コロナウイルス(CoV)は、上気道感染症をはじめとする呼吸器系疾患の原因となっている。ここ数十年の間に新たなコロナウイルスが出現したことで、これらのウイルスに関連する潜在的な感染、疾病、死亡率が浮き彫りになっている。この文献では、ヒトの単球やマクロファージを介したウイルスの発病メカニズムを探ってみたい。一般的な株も取り上げるが、本レビューでは、パンデミックの原因となっているコロナウイルス、すなわち重症急性呼吸器症候群コロナウイルス(SARS-CoV)-1および-2,中東呼吸器症候群コロナウイルス(MERS-CoV)を中心に取り上げる。マクロファージは、免疫系の重要な役割を担っており、致死的なコロナウイルスの発症にも関与していることがわかっている。生理学的には、細胞の破片や異物、微生物などを取り込み、消化する白血球である。自然免疫において重要な役割を果たし、適応免疫の開始を助ける。ヒトコロナウイルスは、マクロファージや単球との相互作用を通じて、自然免疫反応を弱める様々なメカニズムを利用している。コロナウイルスは、DPP4(ジペプチジル・ペプチダーゼ4)受容体や抗体依存性増強を介して免疫細胞に侵入し、初期のインターフェロン反応を遅らせてウイルスの強固な複製を支えている。病因としては、圧倒的な炎症性サイトカインの産生を誘発し、他の免疫細胞を感染部位に引き寄せ、炎症性反応を長期に渡って伝播させることが挙げられる。また、このウイルスは、IL-10などの抗炎症メディエーターの放出を抑制し、異常な炎症反応を引き起こすことがわかっている。血清サイトカインの上昇は、凝固障害、急性肺障害、多臓器不全などの重篤な疾患に見られる病理学的特徴にも寄与していると考えられる。

はじめに

コロナウイルス(CoV)は、一本鎖のポジティブセンシティブなRNAをゲノムに持つエンベロープ型ウイルスである。現在確認されている7種類のコロナウイルスはすべてコウモリなどの動物を起源とし、呼吸器系の疾患を引き起こす(102)。ほとんどのウイルスは、風邪などの軽い病気を引き起こし、年間の呼吸器感染症の15〜30%を占めている。しかし、重症急性呼吸器症候群コロナウイルス(SARS-CoV)-1,中東呼吸器症候群コロナウイルス(MERS-CoV)そして現在パンデミック中のSARS-CoV-2のように、より重篤な疾患を引き起こす可能性のあるものもある。これらは人獣共通感染症であり、高病原性コロナウイルスであるため、地域的、世界的な大パンデミックを引き起こしている。

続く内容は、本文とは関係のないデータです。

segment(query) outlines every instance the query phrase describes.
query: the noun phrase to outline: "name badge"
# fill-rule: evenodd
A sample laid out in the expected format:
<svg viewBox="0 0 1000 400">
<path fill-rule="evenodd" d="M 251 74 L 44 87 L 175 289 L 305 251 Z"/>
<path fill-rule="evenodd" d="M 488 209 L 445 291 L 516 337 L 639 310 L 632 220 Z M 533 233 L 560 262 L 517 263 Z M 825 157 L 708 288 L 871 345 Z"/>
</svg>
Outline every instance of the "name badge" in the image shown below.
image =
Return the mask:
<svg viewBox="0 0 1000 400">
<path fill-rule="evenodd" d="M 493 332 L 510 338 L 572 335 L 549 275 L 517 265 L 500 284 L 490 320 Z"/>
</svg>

ヒトのコロナウイルス感染症は、一般的には発熱、倦怠感、咳などの症状を伴う上気道感染症で、一部の患者は下気道感染症を発症することもある。一方、SARS-CoV-1,MERS-CoV、SARS-CoV-2は、初期段階では無症状のまま、重度の肺炎、呼吸不全、敗血症などを発症し、死に至ることもある。SARS-CoV-1の致死率は約9.5%、MERS-CoVは約34.4%、SARS-CoV-2は約2.5%と言われている。50歳以上の高齢者や免疫不全患者など、特定の危険因子を持つ人は、致死率がはるかに高くなるとされている(76)。

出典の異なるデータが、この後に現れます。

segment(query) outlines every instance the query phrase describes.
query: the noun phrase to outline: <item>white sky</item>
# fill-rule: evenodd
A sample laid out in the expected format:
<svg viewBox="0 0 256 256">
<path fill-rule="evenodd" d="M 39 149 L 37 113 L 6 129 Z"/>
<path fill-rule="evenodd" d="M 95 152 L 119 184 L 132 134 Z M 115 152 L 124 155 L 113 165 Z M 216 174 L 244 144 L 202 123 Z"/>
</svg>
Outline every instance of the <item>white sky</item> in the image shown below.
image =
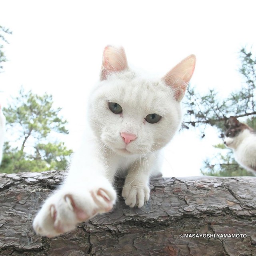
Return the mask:
<svg viewBox="0 0 256 256">
<path fill-rule="evenodd" d="M 194 54 L 192 84 L 202 94 L 216 88 L 225 96 L 241 86 L 238 52 L 254 46 L 255 10 L 254 0 L 0 0 L 0 25 L 13 33 L 6 37 L 0 102 L 6 106 L 21 85 L 52 94 L 69 121 L 66 144 L 75 150 L 104 46 L 122 45 L 131 66 L 160 76 Z M 200 175 L 218 135 L 212 129 L 202 140 L 195 131 L 177 135 L 166 150 L 164 175 Z"/>
</svg>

マクロファージは、病原体に対する宿主の防御に重要な役割を果たす細胞であり、人体のあらゆる組織に豊富に存在している。したがって、ヒトコロナウイルスの病態に関する最新の文献を、ヒト単球およびマクロファージを介したウイルスの発病メカニズムに焦点を当ててレビューすることが重要である。これらのウイルスは自然免疫反応を変化させることがわかっており、このことは病気の予後や治療介入の可能性に大きな影響を与える。この総説では、SARS-CoV-1,MERS-CoV、SARS-CoV-2といった死亡率の高いヒトコロナウイルスについて、その臨床的な影響を考慮しながら、より深く掘り下げていく。

単球とマクロファージ

単球は、自然免疫系の重要な細胞であり、単球と他の2つの主要なサブタイプ、すなわち樹状細胞とマクロファージからなる単核食細胞系の一員である。単球は、骨髄の血液前駆体から血液循環に入り、そこから全身の組織に集められる。これらの単球は、組織内で単球由来のマクロファージに成熟することができる(49)。組織マクロファージに関する現在の理解では、多くの組織常駐マクロファージは、胎児の前駆細胞から発生した自己再生集団であり、健康な環境下では循環する成人単球からの入力は最小限で済むことがわかっている(55,94)。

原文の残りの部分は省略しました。